Five Reasons Why Venture Capitalists and Founders Struggle to Tune In
Venture Capital isn’t for all new Ventures. Many have already explained the key reasons why Founders should think twice before looking for Venture Capital money (too much dilution and control), however the big upside is scaling, or at least this is what Founders expect, as Venture Capital is meant to fuel growth and scale up a startup.
However, what I have seen is many startups are looking for money before they are ready to scale. This is the beginning of the end. A killer strategy.
But there is more. From my experience working with VCs and Founders, I can say most of the time the honeymoon gets over quickly. Why?
- The Founders expect more beyond the money
- The VCs expect to get traction quicker
It’s all about expectations and facing reality.
In this article, I suggest Founders to put themselves in the VCs’ shoes to better understand why things don’t always work out as expected. Venture Capital leaders have a number of pressing issues to think of. Here 5 issues that Founders should be fully aware of:
You think VCs buy only. In reality they sell everyday
No VC fund exists if someone doesn’t invest in it. Simple.
When Venture Capitalists are in the fundraising mode, they are all in. They need to sell to LPs their vision and strategy for the new fund and they know the fund must have a reasonable size to make their goals happen. So, the hunt is an ongoing, and often unease, process. What this really means is VCs need to step out of their comfort zone and become great sales managers to get this done.

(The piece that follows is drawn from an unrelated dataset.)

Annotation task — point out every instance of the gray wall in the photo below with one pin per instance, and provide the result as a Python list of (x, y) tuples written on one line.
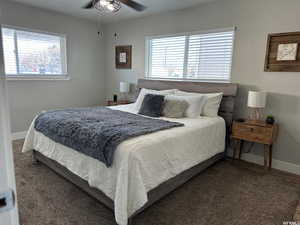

Not an easy thing. Sometimes frustrating. Sometimes painful.
Besides, many funds don’t have either a distinctive edge or a niche they target. Why shall LPs put their own money into these funds?
Get it right. There is no way back.
Investing in the right startups is everything for a VC. Not only takes time, but also it requires a strong understanding of the markets, good judgment calls. Just to mention few challenges.
From a practical standpoint though, VCs need to look at hundreds of startups and their decks. They have limited time to review them and make the right call. Pressure goes up.
Although most of the time the investment is well thought and the VCs believe in the market opportunity and the scalability of the project, things sometimes don’t really work as expected.
According to one of the latest analysis of 101 startup post-mortems (Source: CB insights), startups fail primarily because there is no need in the market for what they offer. Equally, they either get outcompeted or they don’t have the right team on board.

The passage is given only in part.